Regarding clinical results, the FAc implant is a sustained delivery device but still, the decrease in center point thickness occurred mostly in the first month after implantation of the FAc implant. Over the 6-month follow-up period, this decrease was sustained. This is adventitious to patients as they do not have to receive ongoing injections to obtain a similar result [5]. Only 1 patient had a mild steroid response resulting in increased (up to 25 mmHg) intraocular pressure following device implantation. This was resolved with topical antiglaucoma therapy. As seen in Table 5, due to the vitreous probe, there was an induced preliminary hypotony in 7 of 36 postoperative measurements but without clinical complications such as corneal changes or choroidal folds. This preliminary IOP fluctuation might have an impact on the cytokine concentrations due to the potential blood retinal barrier and blood aqueous barrier breakdown [31]. This should be considered as a limitation of the study.

An additional limitation of the current study is that it included a cohort of 12 patients from a single clinical center. Hence, it needs to be confirmed in a larger cohort of patients across multiple centers. Furthermore, the FAc implant has been designed to provide sustained drug delivery for up to 3 years and some parameters (e.g., PIGF and PEDF) only started to decrease by month 6 or decreased slowly over the study period. From clinical data [2] we know that the FAc implant has an effect for up to 3 years but to our knowledge, cytokine levels have not been evaluated past 6 months post implantation up to this point. A single case reported by Singh et al. [32]. showed that edema recurred approximately 3 years after implantation and it is speculated that this was driven by the underlying inflammatory cascade. Variables such as HbA1c which reflect the lifestyle of the patient might also play a role in cytokine changes. A study with a longer study period (i.e., 12 months or longer) with an additional vitreous probe would be valuable. Regarding statistical analysis, the study was designed to investigate whether the intravitreal FAc implant has an influence on IL-6 at baseline and month 1 and 6 (primary parameter). The other cytokines, evaluated at the same time points, were designated as secondary parameters. A further study could consider performing multiple comparisons over time if multiple cytokines are evaluated from the same vitreous samples.

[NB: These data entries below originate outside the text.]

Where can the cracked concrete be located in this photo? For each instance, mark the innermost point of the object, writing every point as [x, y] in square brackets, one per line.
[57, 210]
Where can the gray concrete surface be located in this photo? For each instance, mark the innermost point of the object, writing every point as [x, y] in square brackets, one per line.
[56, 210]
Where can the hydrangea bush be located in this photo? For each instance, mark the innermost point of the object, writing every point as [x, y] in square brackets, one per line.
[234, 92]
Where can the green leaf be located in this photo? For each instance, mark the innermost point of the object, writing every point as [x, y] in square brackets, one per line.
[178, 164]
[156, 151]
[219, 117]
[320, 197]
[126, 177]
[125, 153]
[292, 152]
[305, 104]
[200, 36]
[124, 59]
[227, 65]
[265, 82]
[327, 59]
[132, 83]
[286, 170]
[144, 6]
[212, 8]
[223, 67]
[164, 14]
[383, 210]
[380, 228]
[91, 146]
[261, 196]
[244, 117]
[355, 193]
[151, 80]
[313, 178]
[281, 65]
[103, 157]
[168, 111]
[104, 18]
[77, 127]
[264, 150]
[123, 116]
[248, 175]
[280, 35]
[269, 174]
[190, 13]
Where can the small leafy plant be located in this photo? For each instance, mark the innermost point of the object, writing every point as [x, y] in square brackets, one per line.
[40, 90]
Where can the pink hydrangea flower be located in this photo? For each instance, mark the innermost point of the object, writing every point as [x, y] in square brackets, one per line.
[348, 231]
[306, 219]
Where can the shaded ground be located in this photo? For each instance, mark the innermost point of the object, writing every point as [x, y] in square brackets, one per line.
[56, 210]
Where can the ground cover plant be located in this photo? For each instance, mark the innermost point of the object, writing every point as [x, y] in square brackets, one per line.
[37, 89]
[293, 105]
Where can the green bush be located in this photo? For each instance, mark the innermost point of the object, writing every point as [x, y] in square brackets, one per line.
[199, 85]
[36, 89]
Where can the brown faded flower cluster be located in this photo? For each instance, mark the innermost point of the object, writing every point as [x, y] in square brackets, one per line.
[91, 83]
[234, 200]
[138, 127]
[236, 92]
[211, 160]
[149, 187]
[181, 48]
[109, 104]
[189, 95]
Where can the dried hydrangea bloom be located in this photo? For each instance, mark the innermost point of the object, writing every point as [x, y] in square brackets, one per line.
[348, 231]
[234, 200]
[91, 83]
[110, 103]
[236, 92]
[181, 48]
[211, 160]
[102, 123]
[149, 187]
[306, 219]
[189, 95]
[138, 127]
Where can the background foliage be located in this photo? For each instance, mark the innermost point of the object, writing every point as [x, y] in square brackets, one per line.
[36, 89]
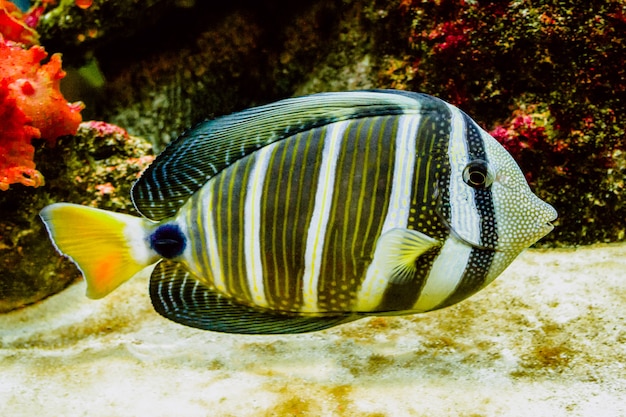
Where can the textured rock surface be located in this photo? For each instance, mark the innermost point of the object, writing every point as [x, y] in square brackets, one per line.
[547, 338]
[80, 169]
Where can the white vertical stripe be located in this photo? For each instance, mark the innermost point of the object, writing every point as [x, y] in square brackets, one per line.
[215, 264]
[464, 216]
[445, 274]
[252, 226]
[316, 233]
[377, 275]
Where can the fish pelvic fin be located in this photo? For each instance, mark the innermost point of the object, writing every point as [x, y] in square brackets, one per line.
[108, 248]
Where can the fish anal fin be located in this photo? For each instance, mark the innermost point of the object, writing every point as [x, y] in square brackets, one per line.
[397, 251]
[180, 297]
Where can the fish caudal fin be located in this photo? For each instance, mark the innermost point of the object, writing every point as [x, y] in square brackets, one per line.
[179, 297]
[108, 248]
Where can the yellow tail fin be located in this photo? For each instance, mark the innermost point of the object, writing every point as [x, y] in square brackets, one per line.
[108, 248]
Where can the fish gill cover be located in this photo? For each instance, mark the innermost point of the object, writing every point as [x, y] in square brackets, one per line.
[547, 78]
[31, 104]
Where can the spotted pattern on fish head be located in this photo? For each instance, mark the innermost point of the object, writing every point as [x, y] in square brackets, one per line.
[522, 217]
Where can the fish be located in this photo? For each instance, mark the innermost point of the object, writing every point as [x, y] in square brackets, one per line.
[311, 212]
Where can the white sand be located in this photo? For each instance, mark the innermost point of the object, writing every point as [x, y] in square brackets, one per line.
[548, 338]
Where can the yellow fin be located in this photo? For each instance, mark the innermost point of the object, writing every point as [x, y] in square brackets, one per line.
[108, 248]
[398, 249]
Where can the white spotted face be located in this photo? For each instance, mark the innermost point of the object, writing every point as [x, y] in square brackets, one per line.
[521, 217]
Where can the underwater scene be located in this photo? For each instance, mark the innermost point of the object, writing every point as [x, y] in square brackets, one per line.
[315, 208]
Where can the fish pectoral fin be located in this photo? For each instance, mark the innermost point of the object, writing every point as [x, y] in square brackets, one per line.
[397, 251]
[180, 297]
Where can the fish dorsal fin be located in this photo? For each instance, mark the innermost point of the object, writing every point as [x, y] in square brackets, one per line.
[206, 149]
[180, 297]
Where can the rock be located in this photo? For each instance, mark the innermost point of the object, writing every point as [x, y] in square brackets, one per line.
[80, 169]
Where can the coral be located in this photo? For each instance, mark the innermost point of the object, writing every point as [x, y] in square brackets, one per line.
[547, 78]
[17, 26]
[95, 167]
[31, 106]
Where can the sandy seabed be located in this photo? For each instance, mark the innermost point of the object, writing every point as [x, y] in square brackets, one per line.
[547, 338]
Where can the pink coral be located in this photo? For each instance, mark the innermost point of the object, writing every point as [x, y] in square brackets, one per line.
[31, 106]
[14, 26]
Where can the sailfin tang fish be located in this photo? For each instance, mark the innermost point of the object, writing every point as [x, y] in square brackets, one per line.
[311, 212]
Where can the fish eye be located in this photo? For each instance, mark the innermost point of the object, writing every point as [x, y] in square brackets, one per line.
[477, 175]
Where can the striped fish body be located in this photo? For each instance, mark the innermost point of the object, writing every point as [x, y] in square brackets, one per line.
[311, 212]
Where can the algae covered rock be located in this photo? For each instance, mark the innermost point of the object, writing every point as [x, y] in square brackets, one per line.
[96, 167]
[545, 78]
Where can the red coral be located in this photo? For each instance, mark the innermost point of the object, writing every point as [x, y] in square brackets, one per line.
[16, 152]
[31, 106]
[14, 26]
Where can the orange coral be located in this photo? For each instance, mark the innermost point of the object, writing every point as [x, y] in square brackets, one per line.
[13, 24]
[31, 106]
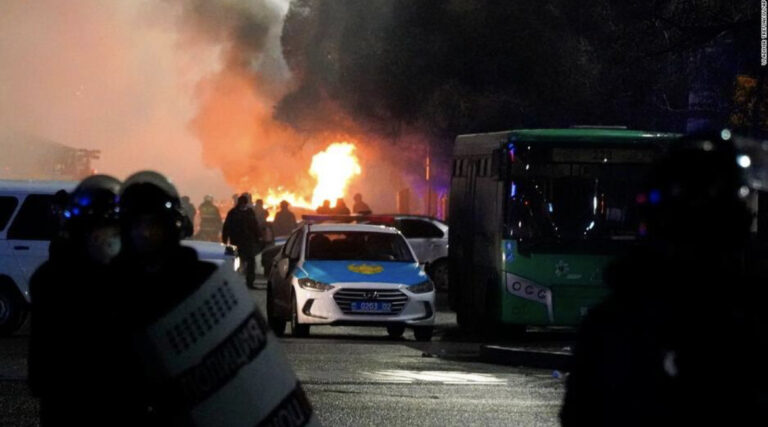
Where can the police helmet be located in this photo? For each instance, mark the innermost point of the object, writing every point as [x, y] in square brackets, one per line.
[93, 201]
[150, 193]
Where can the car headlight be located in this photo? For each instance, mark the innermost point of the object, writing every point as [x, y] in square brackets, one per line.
[422, 288]
[314, 285]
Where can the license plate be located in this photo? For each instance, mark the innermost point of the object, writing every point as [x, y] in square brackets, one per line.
[371, 307]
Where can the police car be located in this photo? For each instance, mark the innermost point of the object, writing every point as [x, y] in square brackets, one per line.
[349, 274]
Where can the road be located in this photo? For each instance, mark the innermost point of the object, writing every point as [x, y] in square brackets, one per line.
[357, 377]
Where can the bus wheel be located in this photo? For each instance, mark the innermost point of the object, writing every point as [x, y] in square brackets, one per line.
[439, 274]
[463, 318]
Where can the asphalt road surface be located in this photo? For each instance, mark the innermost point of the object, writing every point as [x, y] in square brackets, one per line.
[357, 376]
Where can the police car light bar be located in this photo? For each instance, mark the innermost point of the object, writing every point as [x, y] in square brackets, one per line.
[350, 219]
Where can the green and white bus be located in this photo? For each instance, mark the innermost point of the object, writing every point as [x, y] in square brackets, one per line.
[536, 215]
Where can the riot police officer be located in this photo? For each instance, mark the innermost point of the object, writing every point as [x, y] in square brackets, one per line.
[155, 273]
[197, 336]
[71, 346]
[677, 340]
[210, 220]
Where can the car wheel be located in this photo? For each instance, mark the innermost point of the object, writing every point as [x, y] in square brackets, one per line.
[438, 272]
[277, 324]
[13, 312]
[423, 333]
[395, 331]
[297, 329]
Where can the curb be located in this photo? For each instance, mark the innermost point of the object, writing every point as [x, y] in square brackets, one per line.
[518, 356]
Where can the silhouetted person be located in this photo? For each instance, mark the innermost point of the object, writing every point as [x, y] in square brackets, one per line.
[188, 208]
[676, 342]
[325, 209]
[155, 274]
[360, 207]
[284, 221]
[210, 221]
[71, 371]
[261, 216]
[242, 230]
[341, 207]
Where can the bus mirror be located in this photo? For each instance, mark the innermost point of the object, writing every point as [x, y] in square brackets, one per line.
[524, 247]
[498, 165]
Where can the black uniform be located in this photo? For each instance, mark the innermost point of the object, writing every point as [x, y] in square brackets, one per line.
[77, 358]
[210, 222]
[242, 230]
[284, 223]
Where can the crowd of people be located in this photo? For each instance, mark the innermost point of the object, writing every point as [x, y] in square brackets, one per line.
[247, 227]
[116, 281]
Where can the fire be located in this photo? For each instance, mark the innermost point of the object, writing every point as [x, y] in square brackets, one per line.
[333, 169]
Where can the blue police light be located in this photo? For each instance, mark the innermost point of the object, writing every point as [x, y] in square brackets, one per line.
[654, 197]
[83, 201]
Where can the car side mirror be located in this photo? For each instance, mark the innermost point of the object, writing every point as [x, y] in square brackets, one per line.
[283, 266]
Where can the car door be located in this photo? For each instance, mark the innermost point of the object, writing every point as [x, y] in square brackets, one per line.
[9, 266]
[425, 238]
[281, 272]
[30, 232]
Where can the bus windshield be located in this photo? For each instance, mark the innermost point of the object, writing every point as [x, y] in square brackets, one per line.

This study reports changes in vitreous inflammatory and angiogenic cytokine levels following intravitreal injection of the FAc implant in patients with DME. Data show that the FAc implant altered the expression of vitreous inflammatory and angiogenic cytokine levels, which were maintained 6 months after administration of a single FAc implant. These effects were also accompanied by improvements in visual acuity and center point thickness.